Yes. An investment can be made in any mutual fund scheme in the name of a child who is less than 18 years old, and there is no restriction on the investment amount. The child shall be the first and sole holder in such a folio. No joint holder will be allowed. The guardian in the folio can be either parent (father or mother) or a court-appointed guardian.

What Transactions Can Be Done?

All transactions — lumpsum investments, SIP, STP, switch, and redemptions — can be done in a child's account, operated by the guardian. This continues only till the date the minor attains 18. After that date, the SIP or STP will stop, even if instructions were given for a period beyond that date.

Documents Required

You need a valid document proving the child's age and your relationship with the child. The guardian must comply with KYC regulations. Payment for investment can be accepted from the bank account of the minor, parent or legal guardian, or from a joint account of the minor with parent or legal guardian.
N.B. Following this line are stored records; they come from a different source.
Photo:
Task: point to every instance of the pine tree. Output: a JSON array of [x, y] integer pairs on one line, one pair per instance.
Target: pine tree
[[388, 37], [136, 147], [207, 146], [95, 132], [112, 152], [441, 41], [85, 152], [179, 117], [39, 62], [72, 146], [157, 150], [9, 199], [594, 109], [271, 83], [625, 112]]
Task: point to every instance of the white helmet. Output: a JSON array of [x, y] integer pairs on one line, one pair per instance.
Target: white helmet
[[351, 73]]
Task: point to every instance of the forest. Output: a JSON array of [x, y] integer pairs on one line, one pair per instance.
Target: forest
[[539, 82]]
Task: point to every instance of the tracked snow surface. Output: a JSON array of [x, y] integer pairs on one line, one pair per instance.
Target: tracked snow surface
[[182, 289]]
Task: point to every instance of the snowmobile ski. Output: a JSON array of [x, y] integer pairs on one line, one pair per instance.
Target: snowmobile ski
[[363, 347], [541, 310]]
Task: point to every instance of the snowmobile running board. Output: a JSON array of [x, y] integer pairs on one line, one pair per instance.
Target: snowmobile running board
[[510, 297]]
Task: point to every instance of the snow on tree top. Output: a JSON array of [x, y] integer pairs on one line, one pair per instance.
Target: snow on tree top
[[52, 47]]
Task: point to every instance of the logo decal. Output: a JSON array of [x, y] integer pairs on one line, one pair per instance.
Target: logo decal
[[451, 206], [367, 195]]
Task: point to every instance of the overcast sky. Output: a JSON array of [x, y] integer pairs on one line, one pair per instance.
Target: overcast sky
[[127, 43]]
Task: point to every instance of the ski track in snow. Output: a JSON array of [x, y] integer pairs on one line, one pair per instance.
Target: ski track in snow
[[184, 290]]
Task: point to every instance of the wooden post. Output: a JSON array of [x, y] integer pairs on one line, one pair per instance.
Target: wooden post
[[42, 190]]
📄Birth Certificate / Passport
🪪Guardian's KYC Documents
🏦Guardian's Bank Account

What Happens When the Child Turns 18?

On the date the child turns 18, all SIP/STP in the folio will be frozen for operation by the guardian. The AMC will send a notice advising the minor to submit, on attaining majority, an application form with prescribed documents to change the folio status from 'minor' to 'major'.

1

Receive Notice from AMC

2

Submit KYC + Application Form

3

Account Converts to Major

Pros and Cons of Investing in a Child's Name

✓ Pros

  • Helps maintain discipline and earmark a corpus separately for the child
  • Long investment horizon gives compounding maximum time to work
  • Instils financial awareness in children as they grow up

✗ Cons

  • Tax liability is on the parent — clubbing provisions apply
  • Child gains full control at 18, which can be a concern for some parents
  • SIPs stop automatically at majority; requires active follow-up
Disclaimer: Mutual fund investments are subject to market risks. Please read all scheme-related documents carefully before investing. It's advisable to consult a SEBI-registered financial advisor to make informed decisions.